As actress Marlee Matlin relates it, being deaf is just a fact of life. She, her family and others around her have learned to adapt.
Rather, it's cancer that is the real adversary, taking a toll on three members of her family. Both her mother and a sister-in-law were able to beat back breast cancer. Her father wasn't as fortunate, losing a fight with multiple myeloma.
Read MoreThe owner of a used-car lot, Matlin's father was "my biggest cheerleader" and was supportive of her acting career despite working six days a week. But perhaps as a result of his toughness, he was hardheaded by doing his best to avoid making doctor and dentist appointments.
"He didn't take his own health seriously and he should have," she said. "We asked him to take care of himself and he was like 'yeah, yeah, yeah. Don't worry about me. Worry about yourself.’"
‘They Live In My Heart’
In his final days before dying at 83 of multiple myeloma, cancer that attacks plasma blood cells, he was only half-conscious, but she says she was able to be at his bedside. He would wake in short bursts, long enough for her to express her love for him during maybe 15 seconds of interaction. "So I really cherish those memories and they live in my heart and that's what keeps me going," Matlin said.

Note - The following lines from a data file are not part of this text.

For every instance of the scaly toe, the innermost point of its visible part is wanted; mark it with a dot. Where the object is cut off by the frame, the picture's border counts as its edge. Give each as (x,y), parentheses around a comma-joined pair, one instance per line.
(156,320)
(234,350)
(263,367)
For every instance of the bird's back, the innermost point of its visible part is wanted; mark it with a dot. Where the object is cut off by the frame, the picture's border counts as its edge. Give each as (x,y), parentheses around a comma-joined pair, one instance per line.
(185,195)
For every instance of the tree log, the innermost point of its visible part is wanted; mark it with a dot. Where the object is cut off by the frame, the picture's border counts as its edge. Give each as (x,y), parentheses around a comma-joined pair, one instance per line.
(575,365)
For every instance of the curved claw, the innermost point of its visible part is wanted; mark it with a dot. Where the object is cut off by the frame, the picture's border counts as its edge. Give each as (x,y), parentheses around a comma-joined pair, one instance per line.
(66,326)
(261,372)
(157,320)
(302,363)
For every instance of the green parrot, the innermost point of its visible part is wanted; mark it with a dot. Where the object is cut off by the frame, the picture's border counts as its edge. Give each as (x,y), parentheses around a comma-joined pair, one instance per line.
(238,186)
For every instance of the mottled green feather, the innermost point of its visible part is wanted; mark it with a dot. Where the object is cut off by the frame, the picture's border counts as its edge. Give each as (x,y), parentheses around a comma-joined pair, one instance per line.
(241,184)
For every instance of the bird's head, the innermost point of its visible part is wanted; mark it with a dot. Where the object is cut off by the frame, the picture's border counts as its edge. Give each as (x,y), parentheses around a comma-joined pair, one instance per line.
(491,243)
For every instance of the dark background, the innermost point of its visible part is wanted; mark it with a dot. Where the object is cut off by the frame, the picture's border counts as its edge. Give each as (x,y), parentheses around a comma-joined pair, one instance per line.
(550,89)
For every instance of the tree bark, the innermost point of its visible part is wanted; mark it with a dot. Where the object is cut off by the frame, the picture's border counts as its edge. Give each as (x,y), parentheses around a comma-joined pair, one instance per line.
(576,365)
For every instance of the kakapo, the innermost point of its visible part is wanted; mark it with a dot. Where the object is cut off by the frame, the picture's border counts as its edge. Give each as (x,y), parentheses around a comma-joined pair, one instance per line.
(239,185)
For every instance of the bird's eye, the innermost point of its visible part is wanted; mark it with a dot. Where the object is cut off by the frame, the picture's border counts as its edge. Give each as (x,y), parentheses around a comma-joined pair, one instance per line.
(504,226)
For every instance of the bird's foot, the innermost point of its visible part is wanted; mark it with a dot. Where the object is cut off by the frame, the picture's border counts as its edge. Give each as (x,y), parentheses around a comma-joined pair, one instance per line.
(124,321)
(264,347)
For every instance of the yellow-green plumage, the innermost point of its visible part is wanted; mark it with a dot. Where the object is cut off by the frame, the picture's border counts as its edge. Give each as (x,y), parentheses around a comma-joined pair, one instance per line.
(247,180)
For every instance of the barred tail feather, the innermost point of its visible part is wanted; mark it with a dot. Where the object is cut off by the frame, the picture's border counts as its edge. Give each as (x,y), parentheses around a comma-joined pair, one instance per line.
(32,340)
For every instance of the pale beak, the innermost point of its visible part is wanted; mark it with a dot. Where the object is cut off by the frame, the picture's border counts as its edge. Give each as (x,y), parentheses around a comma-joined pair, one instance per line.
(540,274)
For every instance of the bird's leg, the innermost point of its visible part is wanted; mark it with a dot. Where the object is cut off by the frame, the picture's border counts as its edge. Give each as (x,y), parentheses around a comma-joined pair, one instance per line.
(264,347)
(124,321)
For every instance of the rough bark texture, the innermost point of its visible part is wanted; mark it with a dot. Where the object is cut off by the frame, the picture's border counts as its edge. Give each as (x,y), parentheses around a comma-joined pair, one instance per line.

Now 55, Matlin credits the work ethic instilled by her father for her being able to continue to land juicy film and TV roles at an age when many other actors' careers have started to flounder.
"There's no secret. I hustle. I just hustle every day and I don't give up. It goes back to 'try,'" she said.

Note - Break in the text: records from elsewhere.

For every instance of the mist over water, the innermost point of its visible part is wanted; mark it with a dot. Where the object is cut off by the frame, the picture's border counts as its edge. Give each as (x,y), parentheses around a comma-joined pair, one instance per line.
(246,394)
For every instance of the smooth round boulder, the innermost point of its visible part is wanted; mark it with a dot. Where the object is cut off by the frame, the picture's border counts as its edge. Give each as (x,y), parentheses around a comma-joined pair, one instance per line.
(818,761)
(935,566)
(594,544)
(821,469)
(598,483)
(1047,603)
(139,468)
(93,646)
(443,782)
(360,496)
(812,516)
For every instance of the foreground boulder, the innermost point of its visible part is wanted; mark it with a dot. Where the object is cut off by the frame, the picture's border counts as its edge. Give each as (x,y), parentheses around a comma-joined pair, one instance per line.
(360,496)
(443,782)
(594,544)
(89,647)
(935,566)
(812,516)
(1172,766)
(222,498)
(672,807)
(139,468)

It's an attitude not unlike that of her role in CODA, playing now in theaters and available on Apple TV. She plays a wife to a deaf commercial fisherman in Gloucester, Massachusetts, and mother to two older children, one deaf, grown son and the other a daughter who is a high-school senior with normal hearing. The daughter becomes annoyed at always having to interpret for the three of them, being relied upon as their conduit to the outside, speaking world. The family, behind on his bills, struggles to find ways to get ahead.
CODA plays out in two ways in the film. Since the daughter has embarked on a singing career, coda takes on a musical reference: it’s a concluding passage of a piece. But CODA also stands for "child of deaf adults," the ones often tapped to communicate in their own family as well as to outsiders on behalf of their parents.
The Importance of Love
Matlin said she and actor Troy Kotsur, who plays her husband, were able to bring their own deaf world to their parts. For instance, they improvised their dialogue when it came to signing during a scene in which their daughter, played by British actress Emilia Jones, is on stage during a choir performance. They are chit-chatting away with sign language viewers can follow along via subtitles as if they had lost interest in the performance. (Matlin said the director, who had a sign-language expert at his side during the production, loved the improv and kept it in the movie.)

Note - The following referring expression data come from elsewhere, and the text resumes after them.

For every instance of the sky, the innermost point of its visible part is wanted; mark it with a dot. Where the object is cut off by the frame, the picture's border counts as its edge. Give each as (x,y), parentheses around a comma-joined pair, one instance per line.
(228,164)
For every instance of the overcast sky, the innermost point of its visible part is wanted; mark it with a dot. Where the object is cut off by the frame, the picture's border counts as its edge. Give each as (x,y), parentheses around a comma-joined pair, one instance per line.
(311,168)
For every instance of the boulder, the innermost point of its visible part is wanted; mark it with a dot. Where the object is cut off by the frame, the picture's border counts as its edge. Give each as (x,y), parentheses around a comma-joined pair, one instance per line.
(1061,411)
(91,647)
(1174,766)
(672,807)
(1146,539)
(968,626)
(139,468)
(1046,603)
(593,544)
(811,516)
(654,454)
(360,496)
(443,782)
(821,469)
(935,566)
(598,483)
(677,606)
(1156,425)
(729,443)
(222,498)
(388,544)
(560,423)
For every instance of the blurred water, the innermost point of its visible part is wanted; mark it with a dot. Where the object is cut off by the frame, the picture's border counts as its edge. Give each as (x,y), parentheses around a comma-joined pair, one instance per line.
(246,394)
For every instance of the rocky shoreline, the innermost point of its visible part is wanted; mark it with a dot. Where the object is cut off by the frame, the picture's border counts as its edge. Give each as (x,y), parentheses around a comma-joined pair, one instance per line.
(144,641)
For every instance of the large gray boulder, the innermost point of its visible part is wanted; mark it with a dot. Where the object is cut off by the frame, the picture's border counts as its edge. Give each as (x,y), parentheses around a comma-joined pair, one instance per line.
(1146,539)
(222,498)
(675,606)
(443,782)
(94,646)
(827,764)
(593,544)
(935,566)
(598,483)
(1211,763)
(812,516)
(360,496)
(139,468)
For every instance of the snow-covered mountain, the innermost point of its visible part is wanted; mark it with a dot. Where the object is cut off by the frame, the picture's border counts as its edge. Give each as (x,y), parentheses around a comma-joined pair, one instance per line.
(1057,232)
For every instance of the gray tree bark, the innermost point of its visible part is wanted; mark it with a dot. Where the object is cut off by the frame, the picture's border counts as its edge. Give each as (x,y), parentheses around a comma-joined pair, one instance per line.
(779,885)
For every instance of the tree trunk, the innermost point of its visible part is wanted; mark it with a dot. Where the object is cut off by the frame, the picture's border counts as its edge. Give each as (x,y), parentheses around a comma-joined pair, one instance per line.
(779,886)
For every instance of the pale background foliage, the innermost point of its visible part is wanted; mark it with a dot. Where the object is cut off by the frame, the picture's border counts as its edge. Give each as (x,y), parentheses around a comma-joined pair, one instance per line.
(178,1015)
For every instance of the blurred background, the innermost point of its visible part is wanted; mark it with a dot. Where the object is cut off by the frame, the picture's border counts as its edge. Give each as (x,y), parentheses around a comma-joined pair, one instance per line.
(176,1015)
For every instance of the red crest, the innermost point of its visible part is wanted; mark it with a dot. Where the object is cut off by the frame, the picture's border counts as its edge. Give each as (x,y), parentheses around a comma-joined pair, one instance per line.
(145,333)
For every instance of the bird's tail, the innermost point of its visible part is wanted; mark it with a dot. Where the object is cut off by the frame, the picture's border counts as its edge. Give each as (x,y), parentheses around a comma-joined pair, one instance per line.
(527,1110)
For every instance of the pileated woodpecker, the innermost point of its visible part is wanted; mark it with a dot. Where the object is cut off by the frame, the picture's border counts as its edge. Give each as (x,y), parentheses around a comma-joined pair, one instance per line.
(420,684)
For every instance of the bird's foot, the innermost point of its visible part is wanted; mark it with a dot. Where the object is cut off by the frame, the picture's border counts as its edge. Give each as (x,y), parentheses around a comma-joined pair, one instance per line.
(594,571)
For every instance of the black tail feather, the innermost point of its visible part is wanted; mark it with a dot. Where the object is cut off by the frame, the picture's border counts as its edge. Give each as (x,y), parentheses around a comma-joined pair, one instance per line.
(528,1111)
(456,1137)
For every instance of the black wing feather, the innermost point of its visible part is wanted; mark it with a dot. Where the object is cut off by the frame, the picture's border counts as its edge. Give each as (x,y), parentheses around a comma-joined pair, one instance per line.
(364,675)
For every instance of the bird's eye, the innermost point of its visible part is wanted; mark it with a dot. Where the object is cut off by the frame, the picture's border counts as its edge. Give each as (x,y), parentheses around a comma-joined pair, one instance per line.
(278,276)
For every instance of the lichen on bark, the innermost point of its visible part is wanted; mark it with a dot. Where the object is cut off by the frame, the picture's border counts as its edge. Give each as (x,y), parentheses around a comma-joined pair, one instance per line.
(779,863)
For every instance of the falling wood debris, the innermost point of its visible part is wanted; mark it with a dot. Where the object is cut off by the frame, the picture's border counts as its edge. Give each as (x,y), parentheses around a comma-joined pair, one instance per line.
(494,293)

Matlin said when deaf people lose track of what is being said around them, their interest wanders just as anyone would under the circumstances. They may converse in sign language between themselves.
In another poignant scene, Matlin's character confides to her daughter that she had secretly hoped that she had been born deaf. That way, she was sure they would so form a closer mother-daughter bond.
Matlin agrees that whether it's deafness or cancer, we all will face our challenges. There's no avoiding them.
"There is no perfect family," Matlin, the mother of four, said. "However, there is always love."